Key Measures: Measures used in this study include current historical versions of the FAIR subtests, as well as the Florida state level assessments (FCAT).

Data Analytic Strategy: Analytic methods include the use of simulations, confirmatory factory analysis, and equipercentile equating to modify and validate FAIR through various iterations.

Publications

Book chapter, edition specified

Foorman, B., and Wanzek, J. (in press). Classroom Reading Instruction for all Students. In M.K. Burns, and A.M. Vander Heyden (Eds.), The Handbook of Response to Intervention: The Science and Practice of Assessment and Intervention (2nd ed.). New York: Springer.

Journal article, monograph, or newsletter

Foorman, B., Petscher, Y, and Bishop, M.D. (2012). The Incremental Variance of Morphological Knowledge to Reading Comprehension in Grades 3–10 Beyond Prior Reading Comprehension, Spelling, and Text Reading Efficiency. Learning and Individual Differences, 22(6): 792–798.

Foorman, B.R., and Petscher, Y. (2010). Development of Spelling and Differential Relations to Text Reading in Grades 3–12. Assessment for Effective Intervention, 36(1): 7–20.

Petscher, Y. (2017). The Impact of Item Dependency on the Efficiency of Testing and Reliability of Student Scores From a Computer Adaptive Assessment of Reading Comprehension. Journal of Research on Educational Effectiveness, 10(2), 408–423.

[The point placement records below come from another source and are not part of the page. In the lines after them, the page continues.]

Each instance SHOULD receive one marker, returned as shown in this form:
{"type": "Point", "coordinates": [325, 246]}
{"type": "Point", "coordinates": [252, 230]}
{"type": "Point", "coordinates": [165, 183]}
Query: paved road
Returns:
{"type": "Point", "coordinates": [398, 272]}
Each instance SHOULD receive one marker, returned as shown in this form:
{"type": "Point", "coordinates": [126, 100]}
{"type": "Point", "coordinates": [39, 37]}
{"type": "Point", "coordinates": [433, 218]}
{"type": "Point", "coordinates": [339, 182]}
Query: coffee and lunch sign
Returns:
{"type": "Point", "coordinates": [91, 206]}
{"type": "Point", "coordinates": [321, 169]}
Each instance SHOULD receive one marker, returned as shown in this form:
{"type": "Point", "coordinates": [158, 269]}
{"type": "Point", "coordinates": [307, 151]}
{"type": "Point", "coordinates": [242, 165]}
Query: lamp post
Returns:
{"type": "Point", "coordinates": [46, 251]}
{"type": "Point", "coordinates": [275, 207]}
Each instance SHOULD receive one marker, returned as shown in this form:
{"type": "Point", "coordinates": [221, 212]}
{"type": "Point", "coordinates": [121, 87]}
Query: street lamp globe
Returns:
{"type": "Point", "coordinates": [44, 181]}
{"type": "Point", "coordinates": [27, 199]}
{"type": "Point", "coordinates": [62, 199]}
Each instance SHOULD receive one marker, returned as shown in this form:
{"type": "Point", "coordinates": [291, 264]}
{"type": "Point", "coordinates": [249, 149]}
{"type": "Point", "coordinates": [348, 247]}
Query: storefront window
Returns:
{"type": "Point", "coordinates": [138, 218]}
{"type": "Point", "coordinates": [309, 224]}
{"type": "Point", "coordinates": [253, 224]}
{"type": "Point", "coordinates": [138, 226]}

Petscher, Y., and Kim, Y.S. (2011). Efficiency of Predicting Risk in Word Reading Using Fewer, Easier Letters. Assessment for Effective Intervention, 37(1): 17–25.

Petscher, Y., Kim, Y.S., and Foorman, B.R. (2011). The Importance of Predictive Power in Early Screening Assessments: Implications for Placement in the Response to Intervention Framework. Assessment for Effective Intervention, 36(3): 158–166.

Petscher, Y., Mitchell, A. M., and Foorman, B. R. (2015). Improving the Reliability of Student Scores From Speeded Assessments: An Illustration of Conditional Item Response Theory Using a Computer-Administered Measure of Vocabulary. Reading and Writing, 28(1), 31–56.

Reed, D. K., Petscher, Y., and Foorman, B. R. (2016). The Contribution of Vocabulary Knowledge and Spelling to the Reading Comprehension of Adolescents who are and are not English Language Learners. Reading and Writing, 29(4), 633–657.

** This project was submitted to and funded under Interventions for Struggling Adolescent and Adult Readers and Writers in FY 2010.